IDH is an infrequent form of myocardial rupture, complicated by myocardial infarction, trauma, and heart surgery (1,2). Rupture of injured microvasculature into the interstitium, embrittlement of the infarcted myocardium, and increased coronary capillary perfusion pressure due to microvascular obstruction are considered to be underlying mechanisms (3,4). The differential diagnosis includes intramural thrombus, pseudoaneurysm, and ventricular trabeculations. A clear identification of the endocardial and epicardial layers surrounding the hematoma is very important to establish a diagnosis of IDH (2,5). Echocardiogram is a noninvasive and repeatable examination. However, in this case, cardiac MRI provided a more precise structural image of IDH, complementing the echocardiographic diagnosis.

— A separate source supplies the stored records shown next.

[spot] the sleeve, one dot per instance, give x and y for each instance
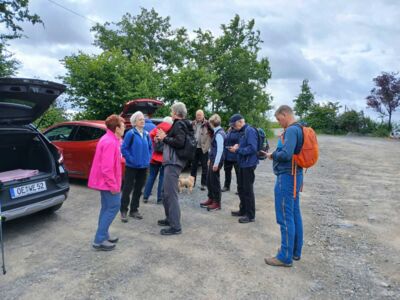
(251, 143)
(125, 146)
(285, 153)
(107, 164)
(220, 149)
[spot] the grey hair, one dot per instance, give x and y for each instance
(135, 116)
(215, 120)
(179, 108)
(168, 120)
(284, 110)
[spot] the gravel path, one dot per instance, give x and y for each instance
(350, 206)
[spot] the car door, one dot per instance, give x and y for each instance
(83, 149)
(62, 137)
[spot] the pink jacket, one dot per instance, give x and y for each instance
(106, 172)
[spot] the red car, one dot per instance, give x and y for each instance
(78, 139)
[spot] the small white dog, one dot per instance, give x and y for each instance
(185, 182)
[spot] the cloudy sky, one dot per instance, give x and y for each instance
(339, 46)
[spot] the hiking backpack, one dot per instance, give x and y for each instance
(262, 143)
(308, 155)
(189, 148)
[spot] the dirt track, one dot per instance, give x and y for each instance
(350, 206)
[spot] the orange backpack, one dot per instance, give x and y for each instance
(308, 155)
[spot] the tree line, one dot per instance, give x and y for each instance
(142, 56)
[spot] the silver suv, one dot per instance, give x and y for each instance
(32, 174)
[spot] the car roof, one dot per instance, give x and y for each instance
(91, 123)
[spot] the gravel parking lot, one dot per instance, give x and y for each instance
(351, 208)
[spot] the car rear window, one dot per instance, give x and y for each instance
(86, 133)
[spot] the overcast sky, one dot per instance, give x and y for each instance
(340, 46)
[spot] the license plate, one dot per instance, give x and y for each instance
(28, 189)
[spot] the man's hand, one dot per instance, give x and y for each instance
(161, 134)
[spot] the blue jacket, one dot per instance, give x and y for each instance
(282, 156)
(232, 138)
(149, 125)
(247, 152)
(137, 150)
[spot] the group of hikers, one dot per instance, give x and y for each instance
(160, 151)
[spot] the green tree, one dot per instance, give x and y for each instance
(350, 121)
(304, 101)
(100, 84)
(12, 12)
(323, 117)
(240, 76)
(385, 97)
(148, 36)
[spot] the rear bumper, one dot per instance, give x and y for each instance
(32, 208)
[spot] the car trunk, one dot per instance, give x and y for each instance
(24, 149)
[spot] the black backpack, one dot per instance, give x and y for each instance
(189, 149)
(262, 143)
(158, 146)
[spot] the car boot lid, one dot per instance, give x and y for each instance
(23, 100)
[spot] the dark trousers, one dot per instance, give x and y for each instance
(228, 165)
(171, 201)
(202, 158)
(134, 179)
(213, 184)
(246, 192)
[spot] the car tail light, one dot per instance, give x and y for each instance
(60, 157)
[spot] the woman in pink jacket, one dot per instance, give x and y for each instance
(105, 176)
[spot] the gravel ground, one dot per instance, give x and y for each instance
(350, 206)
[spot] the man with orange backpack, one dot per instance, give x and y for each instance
(297, 149)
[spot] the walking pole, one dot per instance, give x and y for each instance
(1, 241)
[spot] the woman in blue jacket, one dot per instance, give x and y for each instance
(137, 150)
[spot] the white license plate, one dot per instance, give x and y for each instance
(28, 189)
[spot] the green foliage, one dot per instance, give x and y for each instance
(305, 100)
(381, 130)
(385, 97)
(323, 117)
(350, 121)
(144, 57)
(55, 114)
(101, 84)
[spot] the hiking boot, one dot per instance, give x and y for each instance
(273, 261)
(163, 222)
(237, 213)
(206, 203)
(245, 220)
(113, 239)
(294, 256)
(170, 231)
(104, 246)
(124, 218)
(214, 206)
(136, 215)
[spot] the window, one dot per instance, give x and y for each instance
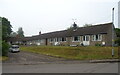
(76, 38)
(86, 38)
(50, 40)
(63, 39)
(96, 37)
(56, 39)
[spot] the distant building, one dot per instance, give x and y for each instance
(119, 14)
(87, 36)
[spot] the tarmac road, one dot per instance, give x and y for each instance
(25, 62)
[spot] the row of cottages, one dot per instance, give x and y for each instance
(76, 36)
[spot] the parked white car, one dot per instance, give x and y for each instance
(14, 48)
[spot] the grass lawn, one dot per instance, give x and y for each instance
(3, 58)
(80, 53)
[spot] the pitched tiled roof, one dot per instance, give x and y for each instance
(95, 29)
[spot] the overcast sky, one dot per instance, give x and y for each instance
(54, 15)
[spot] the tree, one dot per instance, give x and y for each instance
(87, 25)
(117, 30)
(13, 34)
(117, 41)
(74, 26)
(20, 32)
(6, 30)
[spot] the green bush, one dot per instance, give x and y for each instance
(5, 48)
(97, 44)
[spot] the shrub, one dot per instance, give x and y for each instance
(5, 48)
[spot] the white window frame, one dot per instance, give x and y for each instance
(73, 39)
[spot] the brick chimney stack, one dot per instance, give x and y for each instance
(40, 33)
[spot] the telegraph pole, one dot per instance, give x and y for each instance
(112, 32)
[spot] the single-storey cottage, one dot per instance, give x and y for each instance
(88, 36)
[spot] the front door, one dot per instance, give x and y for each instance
(46, 42)
(86, 40)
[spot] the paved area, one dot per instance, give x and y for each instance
(25, 62)
(63, 68)
(33, 58)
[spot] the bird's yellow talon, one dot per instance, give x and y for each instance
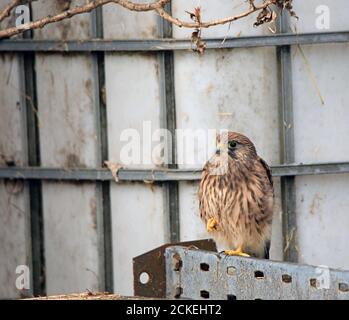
(211, 225)
(237, 252)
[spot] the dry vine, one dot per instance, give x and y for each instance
(266, 14)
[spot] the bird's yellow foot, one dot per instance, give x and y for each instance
(237, 252)
(211, 225)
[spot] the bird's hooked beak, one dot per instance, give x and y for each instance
(221, 148)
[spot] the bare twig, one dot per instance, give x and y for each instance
(264, 9)
(194, 25)
(40, 23)
(8, 8)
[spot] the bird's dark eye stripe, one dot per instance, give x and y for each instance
(232, 144)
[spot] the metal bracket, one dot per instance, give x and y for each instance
(153, 266)
(196, 274)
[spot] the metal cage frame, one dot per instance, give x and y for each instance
(169, 177)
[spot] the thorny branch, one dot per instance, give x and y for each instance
(266, 14)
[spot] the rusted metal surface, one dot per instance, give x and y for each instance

The prognosis of IDH might depend on the clinical condition and stability of the patient, and IDH itself. Surgical treatment of IDH has been reported to achieve good outcomes (1). However, there are growing reports of successful medical management with or without spontaneous remission of IDH (3,6,7). As seen in this case, early spontaneous remission might be achievable by adopting a conservative approach in cases of IDH without any flow between other spaces, including the ventricular cavity and pseudoaneurysm. Furthermore, if antithrombotic medicine is strongly suspected of causing the enlargement of hematoma, as in this case, these agents should be discontinued until the hematoma is resolved.

IDH is a rare but potentially fatal complication of myocardial infarction. Both a precise structural understanding and serial assessment with multi-modality imaging are essential for the management of IDH.

The authors state that they have no Conflict of Interest (COI).